An Italian case of war mongering
With Mario Draghi in power and plans to succeed Stoltenberg as the next Secretary General of NATO when he steps down this year in the autumn, Italy joined the EU's efforts to flood Ukraine with weapons in the first ranks. Draghi has been rushing so much that the Italian government began sending the arms even before this very step was even discussed and approved by the parliament. To drag Italy into the very mess of the ongoing crisis and to present himself and Italy as one of the motors of NATO unity and militarism was the most appropriate thing to do for Mario Draghi to meet his goals. After the governmental crisis, the new government, surprising (not so much, to be honest), continued on the same track, being unable to do anything but continue the track shaped by Mario Draghi, which plunged the country into the epicentre of the cataclysm.
But economically, the country is not ready for such a role, having been acutely damaged by the COVID crisis, and according to the data, it is short on military resources.
Though Italy has never been in the focus of my research interests, I
came across a quite interesting Italian report published by the Italian Defense Research and Analysis Institute. Despite having a very boring title, it has quite fascinating revelations. According to the document, the military budget was critically small and insufficient before the conflict, and it became critically insufficient taking into account the current developments and Italian approaches. Since 2008, the Italian budget in relation to GDP has grown just on 0,02% from 1,35 to 1,38, (from 21.132,4 M€ in 2008 to 25.956,1 M€), despite the obvious rise of geopolitical threats that were expanding throughout the past years.

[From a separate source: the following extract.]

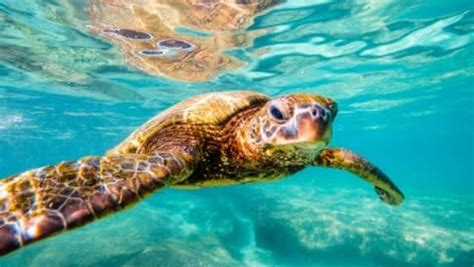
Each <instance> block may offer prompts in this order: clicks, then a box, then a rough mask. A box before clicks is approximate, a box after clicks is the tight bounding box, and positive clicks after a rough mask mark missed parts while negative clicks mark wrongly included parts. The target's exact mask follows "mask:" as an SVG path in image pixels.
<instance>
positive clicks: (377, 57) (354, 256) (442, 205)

The country that has been positioning itself as a NATO motor, encouraging the countries to support Ukraine by all means, has little chance of enlarging its budget, but at the same time has had to cut certain expenditures and shorten its military personnel to balance the distribution of resources in the military sector and at the same time to cover the debts. The inner imbalance of the defense structure, caused by imbalanced resource distribution multiplied by resource insufficiency, influences the functionality of the Italian defense sector and harms Italy's capacity to fulfill its commitments to NATO.